It also seems pretty arbitrary that integers, longs, and floats are represented with zigzag varint encoding, but shorts are always two bytes.
Floats aren't encoded varint, are they? I can't see the advantage there, the high bits will be set too frequently.
At this point I am not concerned about performance here.
It wouldn't surprise me if Avro evolved to have int8, int16, int32, int64 and fixed8, fixed,16, fixed32, fixed64 "types"
Maybe, but if this happens, it sounds like Avro 2.0 not Avro 1.x.
Also,, there would be no benefit to varint of one byte, and for the int16 case there may be very little or no benefit. Its easy to speculate that a int32 is very often less than 2^20 in size. Its hard to speculate that shorts are mostly less than 2^6 and not frequently more than 2^13.
Not sure what you mean by mix-ins, but, yes, you could annotate the field in the class whose schema is being induced.
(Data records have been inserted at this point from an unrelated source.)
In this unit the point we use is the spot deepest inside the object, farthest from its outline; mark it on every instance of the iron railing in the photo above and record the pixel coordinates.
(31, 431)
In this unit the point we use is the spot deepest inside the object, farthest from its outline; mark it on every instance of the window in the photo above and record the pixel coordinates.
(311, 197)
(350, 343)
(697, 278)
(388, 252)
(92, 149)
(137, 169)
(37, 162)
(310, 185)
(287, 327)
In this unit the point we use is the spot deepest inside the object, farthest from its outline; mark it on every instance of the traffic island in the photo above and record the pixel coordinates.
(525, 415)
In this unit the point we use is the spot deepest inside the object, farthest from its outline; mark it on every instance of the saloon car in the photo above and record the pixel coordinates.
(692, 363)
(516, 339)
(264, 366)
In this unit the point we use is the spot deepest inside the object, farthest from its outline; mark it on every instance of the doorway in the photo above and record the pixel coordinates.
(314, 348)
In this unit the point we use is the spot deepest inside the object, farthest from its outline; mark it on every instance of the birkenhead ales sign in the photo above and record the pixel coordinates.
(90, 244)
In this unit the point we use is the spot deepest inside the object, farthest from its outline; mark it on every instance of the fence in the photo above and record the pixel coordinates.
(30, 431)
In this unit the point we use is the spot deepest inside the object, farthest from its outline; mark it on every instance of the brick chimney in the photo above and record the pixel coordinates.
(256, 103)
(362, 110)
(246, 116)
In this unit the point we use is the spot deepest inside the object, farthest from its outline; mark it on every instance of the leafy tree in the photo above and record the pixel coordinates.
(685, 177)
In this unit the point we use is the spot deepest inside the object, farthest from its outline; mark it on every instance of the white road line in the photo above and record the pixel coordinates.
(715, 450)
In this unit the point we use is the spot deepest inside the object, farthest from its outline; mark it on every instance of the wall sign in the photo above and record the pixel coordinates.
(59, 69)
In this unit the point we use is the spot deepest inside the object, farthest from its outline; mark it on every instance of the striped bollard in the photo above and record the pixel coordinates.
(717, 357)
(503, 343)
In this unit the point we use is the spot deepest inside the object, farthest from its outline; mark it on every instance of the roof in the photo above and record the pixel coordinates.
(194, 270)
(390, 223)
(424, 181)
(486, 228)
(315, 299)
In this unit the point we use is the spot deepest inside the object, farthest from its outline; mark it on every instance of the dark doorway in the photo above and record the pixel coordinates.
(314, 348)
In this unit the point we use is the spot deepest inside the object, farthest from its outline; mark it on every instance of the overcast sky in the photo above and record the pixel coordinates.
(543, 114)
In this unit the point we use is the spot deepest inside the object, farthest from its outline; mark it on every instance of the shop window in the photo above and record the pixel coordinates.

Basically if you don't want, or can't change class A, you can write MixIn class B that has annotations that "target" the methods and members of class A. See:
The goal, is to allow annotating a class you can't change the source code for.
Ok, if we're talking about the long term Reflect API, I will add this:
I have been starting to dig in to using Avro myself, and thinking about schema evolution. I don't particularly like the Specific API and its code generation, I'd generally rather direct a schema at my own classes for most use cases. I don't want to use Reflection either, with its restrictions and performance pitfalls (my requirements differ from those Doug is working on for Hadoop RPC significantly).
I think that these two APIs can be combined in one annotations based API. Sure, we can still have code generation from avro schemas with basic defaults to create classes, but that step can be optional, even for inter-language use cases.
Imagine something like this.
You have a pre-existing class, Stuff, and you want to define how it is serialized. You make an Avro schema for it, to share with other languages/tools. Now, you want to map the two together. Using Specific, you have to write wrapper code to read the Avro generated class into your current class (that has a little bit of logic in it, maybe a custom hashCode() and equals(), a few other constructors for test cases , and some setters and getters that aren't just "return foo" and "this.foo = foo". If this class is an already long lived class with lots of unit tests, there aren't a lot of nice ways to do this without refactoring more than just the class. More importantly, if you have 40 or so such classes —
Reflect can somewhat get around this, but then if you want to share the data with other languages and tools you've just exposed your Java implementation of your object to the world... I'd rather not have a schema change just because I changed some internal data structure already encapsulated with getters/setters.
Ideally, I would like to just annotate the class with something that says "this is serializeable with Avro with an avro type named org.something.X".
Then map the getters/setters or the fields to avro fields, and build any custom logic there if needed to deal with versions. Being able to map to a constructor would be cool too (like Jackson), but less important at the start.
We could even set it up to map projected schemas – "this class can be serialized as org.something.X, or the projection org.something.minimalX if method 'isMinimal()' returns true""
This same mapping can be done with an annotation MixIn if the class can't be modified at this time.
Now, when decoding anything where an avro tye of X is encountered, it just builds the object as instructed by the annotations. Of course, this can all be optimized early on at class loading time rather than with runtime reflection with something like ASM.
It may even be possible to just 'borrow' Jackson's annotations entirely, and be nearly or completely compatible with those.
The reason why I say that a 'complete' annotation style API can replace both reflection and specific, is that the rules for specific can be one set of defaults – what to construct when a type does not map to a known class, and the reflection default rules the other (how to serialize when a class is not annotated). The need to generate classes at compile time might go away (It can be defined when first encountered with ASM). The default behavior for both cases can be defined as some sort of Mix-In default: When reflecting, if you find a short, serialize it as an avro fixed 2 byte quantity. When generating an object from a type that is not declared, create org.apache.commons.MutableInteger for avro ints.
I had intended to create a ticket for something like the above after learning more and exploring – I should have more time over the next couple months to do more than observe and comment.